Bayesian Ensembles of Binary-Event Forecasts

Casey Lichtendahl

Tuesday, 2/21/17
12pm – 1:30 pm

Abstract: Many firms face critical decisions that rely on forecasts of binary events—events such as whether a borrower will default on a loan or not. In these situations, firms often gather forecasts from multiple experts or models. This raises the question of how to aggregate the forecasts. Because linear combinations of probability forecasts are known to be underconfident, we introduce a class of aggregation rules, called Bayesian ensembles, that are non-linear in the experts’ probabilities. These ensembles are generalized additive models of experts’ probabilities.
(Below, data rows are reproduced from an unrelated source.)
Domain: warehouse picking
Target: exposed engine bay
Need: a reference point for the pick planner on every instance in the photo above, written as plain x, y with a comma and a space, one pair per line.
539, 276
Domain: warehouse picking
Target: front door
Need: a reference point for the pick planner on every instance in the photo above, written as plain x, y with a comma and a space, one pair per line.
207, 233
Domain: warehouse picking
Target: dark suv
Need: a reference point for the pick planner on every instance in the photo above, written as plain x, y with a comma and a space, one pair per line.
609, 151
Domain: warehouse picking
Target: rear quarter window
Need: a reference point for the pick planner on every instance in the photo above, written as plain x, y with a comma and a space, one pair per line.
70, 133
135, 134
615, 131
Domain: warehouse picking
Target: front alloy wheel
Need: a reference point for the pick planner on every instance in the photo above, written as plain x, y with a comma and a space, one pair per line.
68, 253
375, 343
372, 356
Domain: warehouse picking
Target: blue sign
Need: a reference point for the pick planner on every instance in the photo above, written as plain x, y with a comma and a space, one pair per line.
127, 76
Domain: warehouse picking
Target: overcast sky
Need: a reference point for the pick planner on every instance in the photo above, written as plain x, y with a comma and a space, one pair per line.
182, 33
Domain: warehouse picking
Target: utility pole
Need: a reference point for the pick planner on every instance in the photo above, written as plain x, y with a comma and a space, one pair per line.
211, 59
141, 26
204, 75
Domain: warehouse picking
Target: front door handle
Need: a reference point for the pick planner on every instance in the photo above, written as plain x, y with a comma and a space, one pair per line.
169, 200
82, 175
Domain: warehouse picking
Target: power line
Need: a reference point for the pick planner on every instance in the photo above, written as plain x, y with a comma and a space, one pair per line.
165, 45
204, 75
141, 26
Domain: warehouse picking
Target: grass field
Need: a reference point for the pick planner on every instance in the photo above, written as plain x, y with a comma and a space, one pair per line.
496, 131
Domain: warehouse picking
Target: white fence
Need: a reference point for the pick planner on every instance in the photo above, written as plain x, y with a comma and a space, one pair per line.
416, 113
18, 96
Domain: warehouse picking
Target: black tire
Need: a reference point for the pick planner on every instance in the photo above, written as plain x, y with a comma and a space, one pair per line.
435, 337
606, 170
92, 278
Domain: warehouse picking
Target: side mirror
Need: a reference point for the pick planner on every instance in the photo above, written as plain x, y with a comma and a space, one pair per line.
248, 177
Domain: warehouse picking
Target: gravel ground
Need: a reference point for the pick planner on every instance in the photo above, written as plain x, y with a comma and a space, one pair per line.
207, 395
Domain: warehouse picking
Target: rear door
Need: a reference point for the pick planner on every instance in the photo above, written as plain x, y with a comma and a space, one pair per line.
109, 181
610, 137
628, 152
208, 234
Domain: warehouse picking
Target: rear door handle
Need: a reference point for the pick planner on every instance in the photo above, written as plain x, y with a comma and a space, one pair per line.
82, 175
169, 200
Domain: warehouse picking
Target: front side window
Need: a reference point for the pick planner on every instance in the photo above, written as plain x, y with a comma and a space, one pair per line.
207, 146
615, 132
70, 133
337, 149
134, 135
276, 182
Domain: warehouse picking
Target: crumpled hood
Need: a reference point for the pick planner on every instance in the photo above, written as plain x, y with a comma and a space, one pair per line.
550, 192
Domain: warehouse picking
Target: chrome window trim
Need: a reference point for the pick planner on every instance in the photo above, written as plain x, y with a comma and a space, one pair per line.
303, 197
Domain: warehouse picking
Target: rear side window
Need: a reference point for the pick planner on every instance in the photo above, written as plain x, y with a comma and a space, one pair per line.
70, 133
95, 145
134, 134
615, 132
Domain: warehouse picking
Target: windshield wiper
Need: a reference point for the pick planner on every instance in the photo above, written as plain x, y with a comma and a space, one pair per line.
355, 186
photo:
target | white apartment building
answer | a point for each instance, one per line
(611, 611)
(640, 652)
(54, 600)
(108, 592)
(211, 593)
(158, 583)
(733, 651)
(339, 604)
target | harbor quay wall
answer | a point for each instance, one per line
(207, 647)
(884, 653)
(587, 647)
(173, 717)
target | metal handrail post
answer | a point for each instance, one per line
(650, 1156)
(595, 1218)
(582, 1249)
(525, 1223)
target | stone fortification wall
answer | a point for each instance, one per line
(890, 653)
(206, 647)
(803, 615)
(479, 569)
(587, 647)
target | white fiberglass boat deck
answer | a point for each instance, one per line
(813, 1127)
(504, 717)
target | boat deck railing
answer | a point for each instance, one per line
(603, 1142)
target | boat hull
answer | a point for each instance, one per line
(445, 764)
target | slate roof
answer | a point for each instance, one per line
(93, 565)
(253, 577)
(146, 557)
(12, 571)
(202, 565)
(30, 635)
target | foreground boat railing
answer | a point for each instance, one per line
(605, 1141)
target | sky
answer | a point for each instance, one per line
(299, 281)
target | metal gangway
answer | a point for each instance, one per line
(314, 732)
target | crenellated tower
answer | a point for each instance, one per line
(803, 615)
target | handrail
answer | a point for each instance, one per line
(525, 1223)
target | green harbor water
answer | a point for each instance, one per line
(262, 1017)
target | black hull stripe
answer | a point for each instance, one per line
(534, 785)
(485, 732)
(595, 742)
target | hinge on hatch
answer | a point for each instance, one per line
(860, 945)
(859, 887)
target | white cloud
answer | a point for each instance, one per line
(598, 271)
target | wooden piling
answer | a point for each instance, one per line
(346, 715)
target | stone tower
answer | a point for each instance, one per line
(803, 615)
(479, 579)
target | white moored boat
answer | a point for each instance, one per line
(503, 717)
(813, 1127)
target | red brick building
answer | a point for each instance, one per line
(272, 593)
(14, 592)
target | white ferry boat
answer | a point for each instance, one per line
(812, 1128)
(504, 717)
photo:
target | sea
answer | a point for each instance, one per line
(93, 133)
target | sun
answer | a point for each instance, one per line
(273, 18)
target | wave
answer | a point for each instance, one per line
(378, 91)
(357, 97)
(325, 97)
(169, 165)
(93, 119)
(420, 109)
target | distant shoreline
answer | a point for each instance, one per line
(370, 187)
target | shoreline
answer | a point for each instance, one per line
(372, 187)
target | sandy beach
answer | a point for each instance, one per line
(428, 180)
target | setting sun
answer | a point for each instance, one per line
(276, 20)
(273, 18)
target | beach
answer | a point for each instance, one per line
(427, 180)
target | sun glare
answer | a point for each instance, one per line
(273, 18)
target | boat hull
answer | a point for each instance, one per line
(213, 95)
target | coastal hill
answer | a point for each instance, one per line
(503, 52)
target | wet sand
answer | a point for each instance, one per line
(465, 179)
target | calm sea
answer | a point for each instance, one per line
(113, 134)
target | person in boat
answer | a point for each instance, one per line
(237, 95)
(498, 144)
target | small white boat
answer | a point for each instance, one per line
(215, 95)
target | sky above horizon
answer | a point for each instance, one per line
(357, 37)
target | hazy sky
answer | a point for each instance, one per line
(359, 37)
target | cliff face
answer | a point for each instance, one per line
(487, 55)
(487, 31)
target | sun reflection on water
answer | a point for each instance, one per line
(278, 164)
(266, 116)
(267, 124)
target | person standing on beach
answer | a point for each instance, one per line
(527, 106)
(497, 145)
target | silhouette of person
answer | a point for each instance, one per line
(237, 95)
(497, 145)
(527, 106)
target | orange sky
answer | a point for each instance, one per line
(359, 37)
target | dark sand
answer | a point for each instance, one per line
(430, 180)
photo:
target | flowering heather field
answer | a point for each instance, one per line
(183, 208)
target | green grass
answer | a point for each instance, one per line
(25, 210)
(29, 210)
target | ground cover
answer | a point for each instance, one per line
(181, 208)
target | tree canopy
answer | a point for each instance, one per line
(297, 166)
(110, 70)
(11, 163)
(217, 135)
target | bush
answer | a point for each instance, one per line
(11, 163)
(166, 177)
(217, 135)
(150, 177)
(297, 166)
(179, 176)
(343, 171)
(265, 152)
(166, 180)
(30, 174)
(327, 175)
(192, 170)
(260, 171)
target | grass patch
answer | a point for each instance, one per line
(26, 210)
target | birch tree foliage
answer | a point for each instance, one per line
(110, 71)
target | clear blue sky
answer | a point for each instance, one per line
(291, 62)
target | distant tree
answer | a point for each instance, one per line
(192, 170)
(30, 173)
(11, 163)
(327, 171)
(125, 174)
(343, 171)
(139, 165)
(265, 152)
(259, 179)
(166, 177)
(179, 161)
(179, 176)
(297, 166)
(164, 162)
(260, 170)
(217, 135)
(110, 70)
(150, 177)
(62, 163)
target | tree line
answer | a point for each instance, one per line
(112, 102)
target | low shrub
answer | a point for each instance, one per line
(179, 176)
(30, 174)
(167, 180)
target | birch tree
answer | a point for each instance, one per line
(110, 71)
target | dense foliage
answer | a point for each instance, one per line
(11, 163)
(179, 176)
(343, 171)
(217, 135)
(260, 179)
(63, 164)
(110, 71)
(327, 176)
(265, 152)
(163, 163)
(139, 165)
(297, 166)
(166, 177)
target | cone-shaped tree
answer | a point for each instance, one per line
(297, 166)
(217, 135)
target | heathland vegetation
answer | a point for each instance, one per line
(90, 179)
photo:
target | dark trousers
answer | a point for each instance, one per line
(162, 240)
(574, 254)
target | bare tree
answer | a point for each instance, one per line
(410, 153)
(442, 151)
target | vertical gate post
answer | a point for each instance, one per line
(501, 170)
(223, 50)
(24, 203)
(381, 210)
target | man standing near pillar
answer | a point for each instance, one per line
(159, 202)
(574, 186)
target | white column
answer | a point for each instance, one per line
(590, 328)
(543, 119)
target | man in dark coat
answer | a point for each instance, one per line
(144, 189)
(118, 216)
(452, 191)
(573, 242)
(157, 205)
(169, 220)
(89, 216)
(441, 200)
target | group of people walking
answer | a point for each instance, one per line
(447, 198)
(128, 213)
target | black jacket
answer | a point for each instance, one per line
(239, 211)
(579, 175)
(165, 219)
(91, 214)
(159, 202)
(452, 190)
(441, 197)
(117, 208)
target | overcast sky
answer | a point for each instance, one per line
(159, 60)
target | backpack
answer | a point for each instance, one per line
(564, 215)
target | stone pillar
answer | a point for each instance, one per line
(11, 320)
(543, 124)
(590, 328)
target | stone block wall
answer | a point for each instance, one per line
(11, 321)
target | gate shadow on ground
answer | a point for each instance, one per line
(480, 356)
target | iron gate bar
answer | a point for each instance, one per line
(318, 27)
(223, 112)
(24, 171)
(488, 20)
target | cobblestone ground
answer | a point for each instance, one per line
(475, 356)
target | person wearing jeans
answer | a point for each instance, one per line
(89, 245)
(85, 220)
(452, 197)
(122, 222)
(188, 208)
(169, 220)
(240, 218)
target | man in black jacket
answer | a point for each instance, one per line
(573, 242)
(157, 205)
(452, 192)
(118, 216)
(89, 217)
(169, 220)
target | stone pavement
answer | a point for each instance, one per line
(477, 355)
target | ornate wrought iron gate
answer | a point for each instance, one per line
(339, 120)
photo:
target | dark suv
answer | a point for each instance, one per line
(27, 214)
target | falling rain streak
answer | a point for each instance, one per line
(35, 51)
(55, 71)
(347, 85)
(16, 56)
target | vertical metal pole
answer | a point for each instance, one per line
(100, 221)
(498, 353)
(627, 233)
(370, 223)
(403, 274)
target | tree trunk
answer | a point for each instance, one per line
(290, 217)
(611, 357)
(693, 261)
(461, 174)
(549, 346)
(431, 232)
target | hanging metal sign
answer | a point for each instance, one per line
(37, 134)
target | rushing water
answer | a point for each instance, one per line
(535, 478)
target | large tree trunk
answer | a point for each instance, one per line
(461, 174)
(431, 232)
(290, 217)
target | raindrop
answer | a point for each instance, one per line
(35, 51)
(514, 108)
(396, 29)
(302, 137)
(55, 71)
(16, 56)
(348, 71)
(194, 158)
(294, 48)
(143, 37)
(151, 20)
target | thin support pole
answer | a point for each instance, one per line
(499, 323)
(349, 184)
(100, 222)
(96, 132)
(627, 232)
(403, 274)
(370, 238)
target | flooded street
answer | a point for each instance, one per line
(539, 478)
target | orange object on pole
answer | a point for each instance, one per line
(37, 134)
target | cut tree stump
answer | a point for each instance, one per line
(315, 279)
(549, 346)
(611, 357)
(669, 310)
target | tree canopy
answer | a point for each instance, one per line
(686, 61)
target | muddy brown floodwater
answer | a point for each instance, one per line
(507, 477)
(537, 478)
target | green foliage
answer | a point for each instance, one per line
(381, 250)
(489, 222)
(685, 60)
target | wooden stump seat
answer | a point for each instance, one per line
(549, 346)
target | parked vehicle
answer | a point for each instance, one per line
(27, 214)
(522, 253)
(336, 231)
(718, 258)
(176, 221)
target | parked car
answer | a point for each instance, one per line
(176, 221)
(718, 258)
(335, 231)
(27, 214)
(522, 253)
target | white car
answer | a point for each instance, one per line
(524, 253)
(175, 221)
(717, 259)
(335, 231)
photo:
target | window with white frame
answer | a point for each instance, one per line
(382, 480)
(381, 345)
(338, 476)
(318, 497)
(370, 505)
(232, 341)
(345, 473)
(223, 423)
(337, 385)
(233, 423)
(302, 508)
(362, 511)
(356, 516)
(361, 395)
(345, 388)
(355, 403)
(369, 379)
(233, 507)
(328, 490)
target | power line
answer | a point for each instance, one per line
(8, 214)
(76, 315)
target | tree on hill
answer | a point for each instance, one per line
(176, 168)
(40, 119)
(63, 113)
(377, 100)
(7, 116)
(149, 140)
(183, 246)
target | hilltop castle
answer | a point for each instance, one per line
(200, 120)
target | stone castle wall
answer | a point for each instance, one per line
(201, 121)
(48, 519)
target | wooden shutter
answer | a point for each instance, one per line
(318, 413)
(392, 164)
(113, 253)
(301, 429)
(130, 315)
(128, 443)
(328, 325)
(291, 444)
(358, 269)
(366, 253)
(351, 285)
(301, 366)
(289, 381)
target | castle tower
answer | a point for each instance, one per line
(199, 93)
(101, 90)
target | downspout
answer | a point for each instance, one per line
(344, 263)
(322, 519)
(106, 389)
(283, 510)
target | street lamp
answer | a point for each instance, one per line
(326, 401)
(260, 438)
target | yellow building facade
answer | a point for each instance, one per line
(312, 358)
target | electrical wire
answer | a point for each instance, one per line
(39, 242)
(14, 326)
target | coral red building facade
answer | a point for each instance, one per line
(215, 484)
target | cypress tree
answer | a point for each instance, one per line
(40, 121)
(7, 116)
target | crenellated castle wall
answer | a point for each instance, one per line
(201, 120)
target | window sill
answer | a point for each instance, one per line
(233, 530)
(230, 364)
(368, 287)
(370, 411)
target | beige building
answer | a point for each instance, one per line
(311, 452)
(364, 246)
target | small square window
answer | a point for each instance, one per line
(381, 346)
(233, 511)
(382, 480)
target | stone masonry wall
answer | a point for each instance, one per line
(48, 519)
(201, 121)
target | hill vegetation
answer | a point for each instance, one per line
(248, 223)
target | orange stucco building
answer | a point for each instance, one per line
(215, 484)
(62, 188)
These models have three key properties. They are coherent, i.e., consistent with the Bayesian view. They can aggregate calibrated or miscalibrated forecasts. And they tend to be more extreme, and therefore more confident, than the commonly used linear opinion pool. Empirically, we demonstrate that our ensemble can be easily fit to real data using a generalized linear model framework. We use this framework to aggregate several forecasts of loan defaults in the Fannie Mae single-family loan performance data. The forecasts come from several leading machine-learning algorithms. Our Bayesian ensemble offers an improvement out-of-sample over the linear opinion pool and over any one of the individual machine learning algorithms considered, two of which—the random forest and extreme gradient boosted trees—are already ensembles themselves.